Há coisas que nem queremos saber que são. Tinha lido no jornal, talvez tenha feito uma careta (ninguém se incomodou com a mímica, pelo que deve ter sido coisa discreta) e passei à frente. Estamos por tanto que será mania picuinha querer que se guardem cicatrizes em frasco de álcool. E hoje a liberdade que se discute e se quer cada vez mais larga é a dos leões no mercado e os profetas dela vestem bem e reúnem-se no Convento do Beato a mostrar peúgas de seda e sede de desmanchar para mudar com treino de poses de ministros.

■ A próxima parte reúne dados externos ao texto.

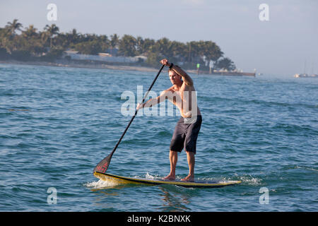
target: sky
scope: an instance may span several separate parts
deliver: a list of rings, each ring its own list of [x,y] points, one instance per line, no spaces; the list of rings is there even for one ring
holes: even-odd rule
[[[57,20],[47,20],[49,4]],[[246,72],[318,73],[318,0],[1,0],[0,27],[15,18],[41,30],[211,40]]]

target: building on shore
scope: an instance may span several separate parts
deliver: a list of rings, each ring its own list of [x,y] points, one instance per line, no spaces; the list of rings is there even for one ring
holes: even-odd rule
[[[113,56],[109,53],[99,53],[98,55],[78,54],[78,51],[67,50],[64,52],[64,57],[73,60],[98,61],[108,63],[138,63],[147,59],[145,56]]]

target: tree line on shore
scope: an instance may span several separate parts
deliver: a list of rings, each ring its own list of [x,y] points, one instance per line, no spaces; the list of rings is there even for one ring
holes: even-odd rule
[[[182,62],[183,67],[194,69],[200,64],[200,69],[208,69],[210,61],[216,69],[234,70],[235,66],[220,47],[212,41],[191,41],[187,43],[171,41],[166,37],[155,40],[117,34],[81,34],[76,29],[69,32],[60,32],[55,25],[47,25],[43,30],[38,30],[33,25],[23,28],[17,19],[8,22],[0,28],[0,59],[16,60],[42,60],[54,61],[62,57],[66,49],[78,51],[84,54],[117,50],[117,56],[147,56],[144,64],[158,66],[163,58],[172,62]]]

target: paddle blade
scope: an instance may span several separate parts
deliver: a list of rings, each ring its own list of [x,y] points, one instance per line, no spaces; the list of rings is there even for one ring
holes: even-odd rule
[[[100,163],[96,165],[93,173],[95,173],[95,172],[105,173],[108,169],[108,166],[110,165],[112,154],[113,152],[112,152],[110,155],[108,155],[107,157],[101,160]]]

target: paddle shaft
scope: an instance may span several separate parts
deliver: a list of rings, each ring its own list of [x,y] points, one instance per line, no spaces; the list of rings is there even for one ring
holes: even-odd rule
[[[143,103],[143,102],[145,101],[146,98],[147,97],[148,94],[149,93],[150,90],[151,90],[151,88],[153,86],[153,84],[155,84],[155,81],[157,80],[158,77],[159,76],[161,71],[163,71],[163,67],[165,66],[165,65],[163,65],[160,68],[160,69],[159,70],[159,71],[158,72],[157,76],[155,76],[155,79],[153,80],[153,83],[151,83],[151,86],[149,87],[149,89],[148,90],[147,93],[146,93],[145,96],[143,97],[143,101],[141,102],[142,103]],[[117,143],[116,143],[116,145],[114,146],[114,149],[112,151],[112,155],[114,153],[114,151],[116,150],[116,149],[117,148],[118,145],[119,145],[120,141],[122,141],[122,138],[124,138],[124,136],[125,136],[126,132],[128,130],[128,128],[129,128],[130,124],[131,124],[131,122],[134,121],[134,119],[135,118],[136,115],[137,114],[138,112],[138,109],[136,109],[135,111],[135,114],[134,114],[134,116],[132,117],[131,119],[130,119],[129,123],[128,124],[127,126],[126,126],[125,130],[124,131],[124,133],[122,134],[122,136],[120,137],[119,140],[118,141]]]
[[[147,97],[148,94],[149,93],[149,92],[151,90],[151,88],[153,88],[153,84],[155,84],[155,81],[157,80],[158,77],[159,76],[161,71],[163,71],[163,69],[164,66],[165,66],[165,65],[163,65],[161,66],[160,69],[159,70],[157,76],[155,76],[155,79],[153,80],[153,83],[151,83],[151,86],[149,87],[149,89],[148,90],[147,93],[146,93],[146,95],[143,97],[142,103],[143,103],[143,102],[145,101],[146,98]],[[96,172],[101,172],[101,173],[105,173],[107,170],[108,167],[110,165],[110,160],[112,159],[112,155],[114,154],[114,153],[115,152],[115,150],[117,148],[118,145],[119,145],[120,141],[122,141],[122,138],[124,138],[124,136],[125,135],[126,132],[128,130],[128,128],[129,128],[130,124],[131,124],[131,122],[133,121],[133,120],[135,118],[136,115],[137,114],[137,112],[138,112],[138,109],[136,109],[136,111],[135,111],[135,114],[132,117],[131,119],[130,119],[129,123],[128,124],[127,126],[126,126],[126,129],[124,131],[124,133],[122,133],[122,136],[120,137],[120,138],[118,141],[118,142],[116,143],[116,145],[114,146],[114,148],[112,150],[112,151],[110,153],[110,155],[108,155],[106,157],[105,157],[102,160],[101,160],[96,165],[96,167],[94,168],[94,170],[93,170],[93,173],[94,174]]]

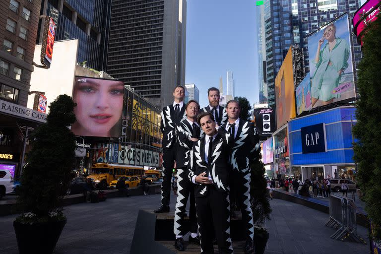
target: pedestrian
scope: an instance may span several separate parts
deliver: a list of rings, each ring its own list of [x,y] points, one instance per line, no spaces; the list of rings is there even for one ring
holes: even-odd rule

Á noite, como costume, pousei
aqui, em visita mais estimada que à do jornal lido em relance. E a coisa regrediu e senti-me com vergonha de, em vez da careta que ninguém notou, não ter dado um berro que, pelo menos, espantasse os meus condóminos habituados à minha pacatez sombria de transportador de rugas a quem passou a hora de sonhar mudar alguma coisa no mundo, tirando um ou outro resmungo.
E a nobre e brilhante
chuinga, não foi por mal sei-o bem, trouxe-me à ideia a manhã em que o sol me bateu na cara quando pisava o passeio e deixava para trás o portão onde um
senhor inspector, em despedida, disse aos meus vinte e um anos que me esperava no regresso. Assim se marcava, então e ali, a escolha da juventude
lá voltar ou ficar paralítico de dignidade com o medo de
lá voltar. A liberdade do mercado vai transformar o
antro em condomínio fino da zona nobre alfacinha. É caso para nos sentirmos mais
livres, segundo os cânones do que é actual. Mas, por mim, fico com um risco mais nas rugas. Porque, até da memória, o mercado nos vai libertando.